Crompton Place, Bolton

It’s often said that Bolton’s town centre is too large, and with one in four shops in the town vacant the deputy leader of Bolton Council, Cllr Ibrahim Adia said it required ‘bold intervention’ from the council to revitalise it.

Last year the council spent £14m on Crompton Place, a tired-looking precinct that has a gigantic BHS shaped hole in it since the retailer left in 2017.

They’ll downsize the retail units before selling it on as mixed-use retail, leisure and housing development and already have several suitors interested, according to Cllr Adia.

Crompton Place stands opposite Bolton’s town hall, which is one of the best examples of Victorian civic splendour in the country, and the authority has ambitious visions of turning the adjoining market square into an Italian-style piazza – but first, they’ll need to deal with Crompton Place.

‘Retail has been challenging, it’s fair to say,’ says Cllr Adia.

‘We had a particular problem in that for our town centre, we’ve got a sprawling retail area.
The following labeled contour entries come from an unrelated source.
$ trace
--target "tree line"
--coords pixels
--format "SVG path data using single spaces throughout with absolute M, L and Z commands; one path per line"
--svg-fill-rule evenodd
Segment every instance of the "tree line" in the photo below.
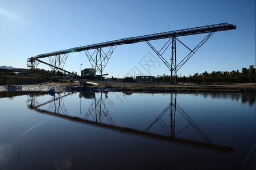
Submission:
M 158 82 L 170 82 L 170 75 L 163 74 L 157 76 L 156 79 Z M 253 65 L 250 65 L 249 69 L 242 68 L 242 71 L 238 70 L 232 71 L 212 71 L 210 73 L 205 71 L 203 73 L 195 73 L 189 76 L 177 76 L 176 80 L 180 83 L 255 83 L 255 69 Z

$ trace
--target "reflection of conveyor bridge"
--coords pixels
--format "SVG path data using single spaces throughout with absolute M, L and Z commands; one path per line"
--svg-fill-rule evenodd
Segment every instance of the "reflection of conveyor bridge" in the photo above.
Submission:
M 33 110 L 36 110 L 36 111 L 44 113 L 54 113 L 55 114 L 61 114 L 63 115 L 68 114 L 68 112 L 67 111 L 65 104 L 64 104 L 63 97 L 69 96 L 71 95 L 72 93 L 68 93 L 67 95 L 64 95 L 61 96 L 61 94 L 55 94 L 53 96 L 52 99 L 50 100 L 44 102 L 43 104 L 39 104 L 36 100 L 36 96 L 35 95 L 27 95 L 27 107 L 28 108 L 32 109 Z M 57 96 L 55 96 L 56 95 Z M 40 108 L 43 106 L 49 104 L 49 107 L 47 110 Z
M 98 95 L 98 94 L 97 94 L 97 95 Z M 112 117 L 113 109 L 113 107 L 111 107 L 111 106 L 106 105 L 102 99 L 102 93 L 101 93 L 100 97 L 96 98 L 96 95 L 94 96 L 94 101 L 92 103 L 84 118 L 89 120 L 91 117 L 94 121 L 101 123 L 102 122 L 103 119 L 105 118 L 109 124 L 114 125 L 115 124 Z
M 180 106 L 176 103 L 176 94 L 171 94 L 170 104 L 145 130 L 140 130 L 134 128 L 122 127 L 115 125 L 112 117 L 111 117 L 112 112 L 110 112 L 109 108 L 108 108 L 108 107 L 106 106 L 106 104 L 102 100 L 102 93 L 100 94 L 100 94 L 97 94 L 99 97 L 96 97 L 96 95 L 94 95 L 94 98 L 92 99 L 93 99 L 93 101 L 92 102 L 92 105 L 84 118 L 72 116 L 68 114 L 64 103 L 61 99 L 62 97 L 67 96 L 71 94 L 64 95 L 62 96 L 61 96 L 60 94 L 59 94 L 58 97 L 55 97 L 53 96 L 53 99 L 51 99 L 49 101 L 41 104 L 38 103 L 35 97 L 36 96 L 34 96 L 32 97 L 28 97 L 27 101 L 27 107 L 28 108 L 36 110 L 39 113 L 56 116 L 74 122 L 85 124 L 104 129 L 107 129 L 110 130 L 129 135 L 142 137 L 146 138 L 153 139 L 167 142 L 171 142 L 174 144 L 209 150 L 222 154 L 228 153 L 234 150 L 234 148 L 231 147 L 213 143 L 203 131 L 203 130 L 200 129 L 199 126 L 191 119 L 191 118 L 180 107 Z M 61 101 L 62 101 L 62 102 Z M 51 104 L 51 103 L 55 104 Z M 54 105 L 54 107 L 49 107 L 48 110 L 40 109 L 41 107 L 47 104 L 50 104 L 50 105 Z M 170 126 L 169 126 L 170 128 L 162 120 L 164 114 L 167 113 L 168 110 L 170 110 L 171 112 L 171 123 Z M 188 125 L 177 133 L 175 133 L 175 116 L 176 112 L 179 113 L 182 116 L 182 117 L 188 122 Z M 108 122 L 108 123 L 102 122 L 102 118 L 106 118 Z M 90 118 L 90 120 L 89 120 L 88 118 Z M 160 126 L 164 129 L 166 135 L 148 131 L 156 123 L 159 124 Z M 181 131 L 189 126 L 193 127 L 193 128 L 201 137 L 203 137 L 205 142 L 184 139 L 176 137 L 177 134 L 180 134 Z

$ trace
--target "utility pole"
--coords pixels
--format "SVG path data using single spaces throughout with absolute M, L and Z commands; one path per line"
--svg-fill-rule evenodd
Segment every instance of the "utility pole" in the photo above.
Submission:
M 81 64 L 80 64 L 81 77 L 82 77 L 82 63 L 81 63 Z

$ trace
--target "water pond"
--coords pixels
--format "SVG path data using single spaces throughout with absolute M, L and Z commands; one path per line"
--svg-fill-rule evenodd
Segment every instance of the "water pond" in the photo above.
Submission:
M 0 93 L 0 169 L 255 169 L 255 93 Z

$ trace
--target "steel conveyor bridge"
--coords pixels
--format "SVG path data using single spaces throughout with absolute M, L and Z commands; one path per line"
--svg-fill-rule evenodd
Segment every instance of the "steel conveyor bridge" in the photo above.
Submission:
M 131 37 L 129 38 L 122 39 L 117 40 L 106 41 L 101 43 L 94 44 L 82 46 L 76 48 L 72 48 L 68 49 L 57 51 L 52 53 L 39 54 L 34 57 L 29 58 L 27 60 L 27 67 L 29 69 L 34 68 L 42 61 L 42 58 L 49 58 L 50 63 L 47 64 L 50 67 L 56 70 L 63 71 L 71 73 L 63 69 L 64 65 L 68 58 L 68 54 L 73 52 L 80 52 L 84 51 L 89 61 L 90 61 L 93 68 L 95 69 L 96 71 L 100 72 L 102 74 L 102 72 L 112 55 L 115 46 L 119 45 L 129 44 L 137 43 L 139 42 L 146 41 L 147 44 L 151 48 L 156 54 L 161 59 L 164 63 L 171 71 L 171 82 L 176 83 L 176 77 L 177 76 L 177 71 L 193 56 L 193 54 L 208 40 L 210 36 L 215 32 L 218 31 L 228 31 L 236 29 L 236 24 L 228 24 L 227 23 L 205 26 L 203 27 L 194 27 L 179 29 L 176 31 L 164 32 L 158 33 L 154 33 L 144 36 L 137 37 Z M 192 35 L 198 35 L 202 33 L 209 34 L 195 48 L 191 49 L 187 46 L 183 42 L 177 39 L 177 37 L 185 36 Z M 157 50 L 148 42 L 151 40 L 170 39 L 159 50 Z M 190 50 L 189 53 L 185 56 L 183 60 L 179 63 L 176 62 L 176 40 L 177 40 L 182 45 L 185 46 Z M 166 59 L 163 57 L 163 53 L 171 45 L 172 55 L 171 57 L 171 63 L 168 62 Z M 102 48 L 110 47 L 107 52 L 104 52 Z M 89 52 L 89 50 L 94 49 L 92 53 Z M 46 63 L 45 62 L 44 63 Z

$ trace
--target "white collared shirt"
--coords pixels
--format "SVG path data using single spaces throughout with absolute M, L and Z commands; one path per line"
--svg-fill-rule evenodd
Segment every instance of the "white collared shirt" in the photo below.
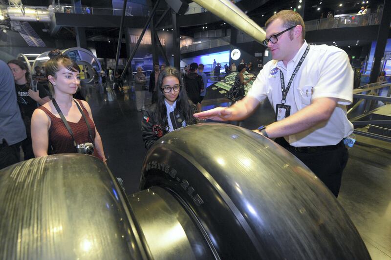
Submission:
M 266 97 L 273 108 L 281 103 L 282 93 L 280 70 L 283 73 L 285 87 L 308 44 L 303 46 L 285 66 L 282 61 L 272 60 L 258 74 L 247 95 L 260 101 Z M 333 46 L 311 45 L 309 51 L 292 82 L 285 105 L 290 114 L 309 105 L 317 98 L 338 99 L 337 107 L 326 121 L 301 133 L 284 137 L 296 147 L 336 144 L 353 132 L 348 120 L 346 105 L 353 101 L 353 74 L 346 53 Z
M 164 103 L 166 104 L 166 107 L 167 108 L 167 123 L 168 123 L 169 132 L 174 131 L 174 128 L 173 126 L 173 122 L 171 121 L 171 119 L 170 118 L 170 113 L 175 110 L 175 108 L 176 106 L 176 100 L 175 100 L 172 105 L 169 104 L 166 100 L 164 100 Z M 182 126 L 186 126 L 186 122 L 184 120 L 182 122 Z

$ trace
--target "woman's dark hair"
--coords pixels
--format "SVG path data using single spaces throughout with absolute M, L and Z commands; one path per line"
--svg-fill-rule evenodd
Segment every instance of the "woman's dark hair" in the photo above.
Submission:
M 61 69 L 61 67 L 64 67 L 66 69 L 74 72 L 80 72 L 80 68 L 75 61 L 64 56 L 58 49 L 55 49 L 50 51 L 48 54 L 50 59 L 45 63 L 45 74 L 47 78 L 51 76 L 56 78 L 56 73 Z M 50 92 L 54 94 L 54 89 L 50 80 L 48 80 Z
M 192 107 L 192 104 L 189 103 L 189 99 L 186 94 L 186 90 L 183 80 L 181 77 L 179 71 L 173 67 L 167 67 L 159 74 L 159 78 L 157 80 L 156 85 L 158 89 L 157 91 L 157 115 L 159 123 L 162 126 L 162 129 L 165 132 L 168 132 L 168 122 L 167 121 L 167 108 L 166 104 L 164 103 L 164 93 L 162 89 L 163 85 L 163 80 L 166 77 L 173 76 L 179 80 L 180 89 L 179 94 L 176 98 L 176 104 L 175 109 L 178 110 L 179 113 L 185 118 L 186 121 L 186 125 L 194 124 L 197 123 L 197 120 L 193 116 L 194 111 Z
M 240 72 L 243 69 L 246 68 L 246 65 L 244 64 L 239 64 L 238 65 L 238 72 Z
M 17 65 L 22 70 L 24 70 L 26 71 L 26 74 L 25 74 L 26 76 L 26 80 L 27 81 L 27 85 L 29 84 L 30 82 L 31 82 L 31 77 L 30 76 L 30 70 L 28 69 L 28 67 L 27 67 L 27 64 L 22 60 L 11 60 L 7 62 L 7 64 L 9 63 Z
It’s not concentrated. It’s meant that there isn’t a focus for shoppers.’

Cllr Adia admits that his own children, who are at university age, will not go to Bolton town centre to shop.

Instead, they’ll come in to go to the cinema, or head to Nandos. The world is changing quickly – but can local authorities and the retail sector keep up?

When speaking to NewStart, Cllr Adia lamented the loss of Woolworths to Bolton town centre, ‘which left a pretty big gap in our shopping centre.’

It’s perhaps a point which highlights the scepticism that many feel when they hear councils are buying shopping centres.

Woolworths closed its doors over 10 years ago, so are they on the ball enough?

‘The risk is, [councils] may be doing it for good reasons but it won’t help the long term,’ says retail expert Nelson Blackley.

Cllr Adia says it’s only a risk if the council doesn’t have the right vision.

‘We had to send the market a very strong signal that we have a viable town centre, we borrowed money which has transformed the possibilities of the town.’

‘We’ve mitigated the risk on two levels. It’s a lot of money but we’ve borrowed it over a fairly lengthy period of time and we get very attractive interest rates.

‘We have some shareholdings in Manchester Airport and get dividends from them. We’ve used some of that to repay the loan.’

‘That’s the message for our residents. The investment will have no adverse impact on the ability to deliver services that they rely upon.’

Bucking the trend?

Footfall in the Shrewsbury shopping centres actually bucked the national trend went up in 2018, and the Crompton Place council investment in Bolton helped entice a Beijing-based construction firm to invest in their £1bn town centre regeneration plans, but Nelson Blackley says in three or four years time ‘these purchases will be interesting to observe,’ as other councils ponder making similar investments and the retail grim reaper circles.